Analogue Data vs Digital Data

  • Analogue data: a continuous signal representing physical measurements that change over time; denoted by sine waves.
    • Examples: sound waves from speech (human voice), sensor data, analog electronic devices.
  • Digital data: discrete time signals generated by digital modulation in binary form; denoted by square waves.
    • Examples: software, documents/files, computers, CDs, DVDs, and other digital devices.

Characteristics of Analogue & Digital Data

  • Analogue:
    • Values change smoothly and gradually.
    • Quality can be lost during storage/transmission.
    • Needs to be converted to digital to be used in digital devices.
    • Easily manipulated.
  • Digital:
    • Values are limited (0s and 1s).
    • Quality is maintained during storage/transmission.
    • Needs to be converted to analogue to use in analogue devices.

Analogue & Digital Data Flow (conceptual)

  • Analogue data can be captured by an ADC (Analogue-to-Digital Converter) to become digital data.
  • The ADC converts the analogue signal to digital form; the sound card is an example of an ADC in this context.
  • The computer receives the converted digital data for processing.

Analogue to Digital Conversion (ADC)

  • Purpose: Analogue data must be converted to digital data so that it can be processed by a computer.
  • Process: The ADC takes samples of the analogue signal and converts them to binary code.
  • Trade-off: The sample rate and a higher number of binary digits (bits) lead to a more accurate representation of the original signal but require more storage on secondary storage.
  • Notation (conceptual):
    • Let f_s denote the sampling rate (samples/second).
    • Let b denote the number of bits per sample.
    • Higher f_s and higher b improve accuracy but increase data size.
    • Resulting digital data rate roughly scales as R=fsb.R \,=\, f_s \cdot b. (conceptual relation; used for intuition in class)

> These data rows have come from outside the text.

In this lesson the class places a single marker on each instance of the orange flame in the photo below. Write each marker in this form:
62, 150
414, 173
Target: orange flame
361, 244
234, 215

Digital to Analogue Conversion (DAC)

  • Purpose: Digital data must be converted back to analogue data so that it can be used to drive real-world devices.
  • Process: The DAC converts discrete digital values (0s and 1s) back into a continuous analogue signal.
  • Quality: The quality of the analogue signal after conversion depends on the original sample rate and the number of bits used in the digital data.
  • Conceptual relation: Higher f_s and higher b in the digital data generally yield a smoother, more accurate analogue output.

Emerging Technologies in Everyday Life (Learning Objective)

  • Emerging technologies are impacting many aspects of everyday life; this section notes the broad relevance of hardware/software concepts to real-world advances and applications.